With the end of decade, I have been randomly sampling posts from my blog. Some interesting feelings arose from reading 10 years of writing. This blog mostly documents food and music and although no one reads it except myself and search bots, I only include personal details obliquely. So when I encounter these tidbits, I try to recall the circumstances. Some came back immediately, others took a bit more work, and a few eluded me completely. I've lived a quiet life, many might even say experientially impoverished. Even so, there were still points of inflection where things could have changed, likely onto a better "alternate timeline". Yet I don't feel much regret because when they involve other people, imagining what I could have done differently seemed disrespectful.
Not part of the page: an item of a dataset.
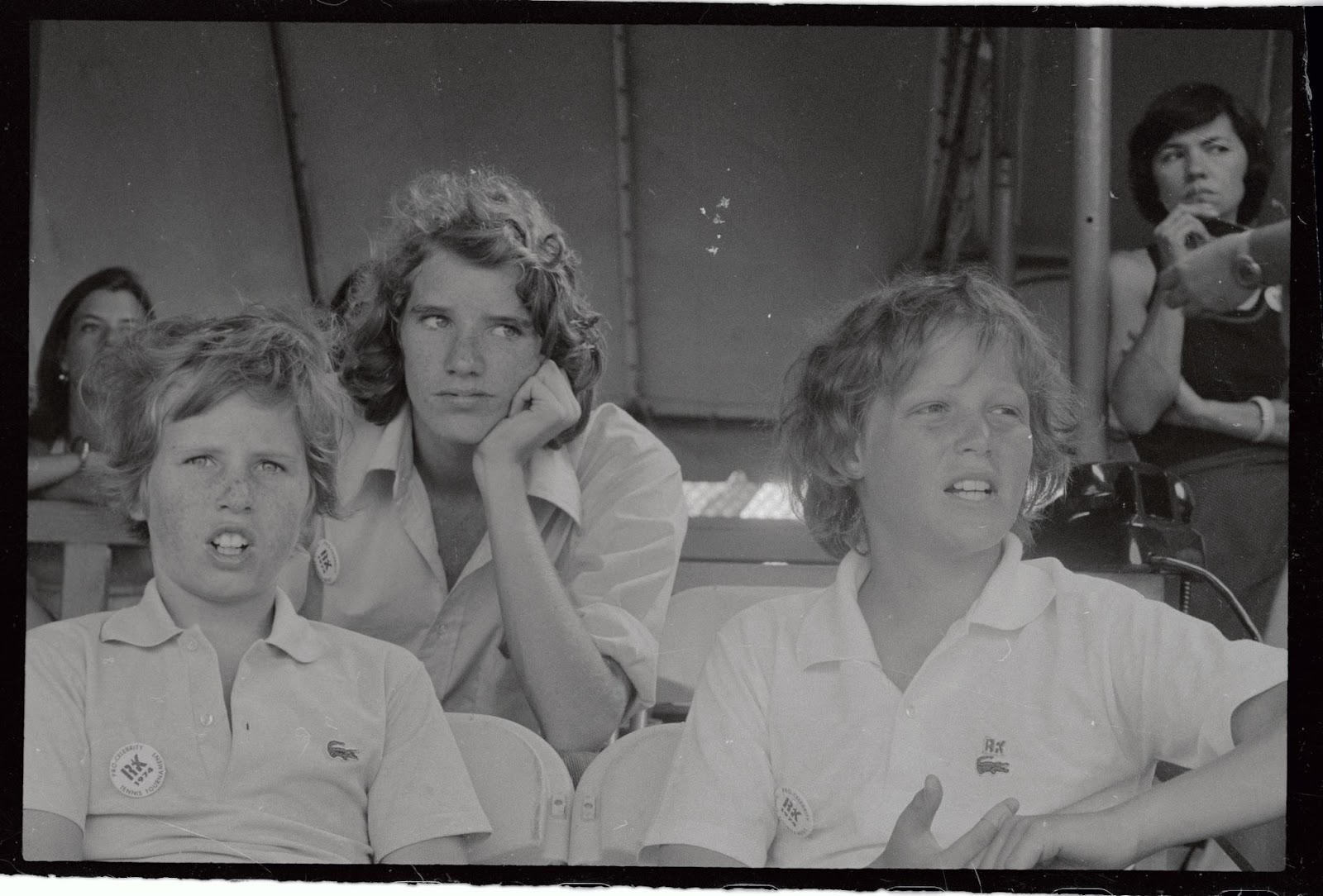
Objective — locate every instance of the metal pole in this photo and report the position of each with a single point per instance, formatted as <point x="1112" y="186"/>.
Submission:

People have their own agency and not chess pieces in my Game of Life (to torture a metaphor). I only rue not purchasing a little place of my own since real estate choices were under my control.
The process of gentrification throughout Toronto was documented peripherally in my posts, especially when they described defunct shops or old bands. If I had started this blog 2 decades ago, been a serious critic who attended a dozen show a week, or was a flâneur visiting every part of the city with camera and notebook in hand, progress would have been even more historically evident.
Looking ahead, I feel some ambivalence. First, I love Toronto but it's getting expensive and impersonal. A city of open neighbourhoods has turned into a city of opaque condos. Second, I naturally gravitate to small pleasures. But my aching teeth, knees, and joints remind me daily that at best only a few decades remain, and I should think more about the difference between contented and hermetic.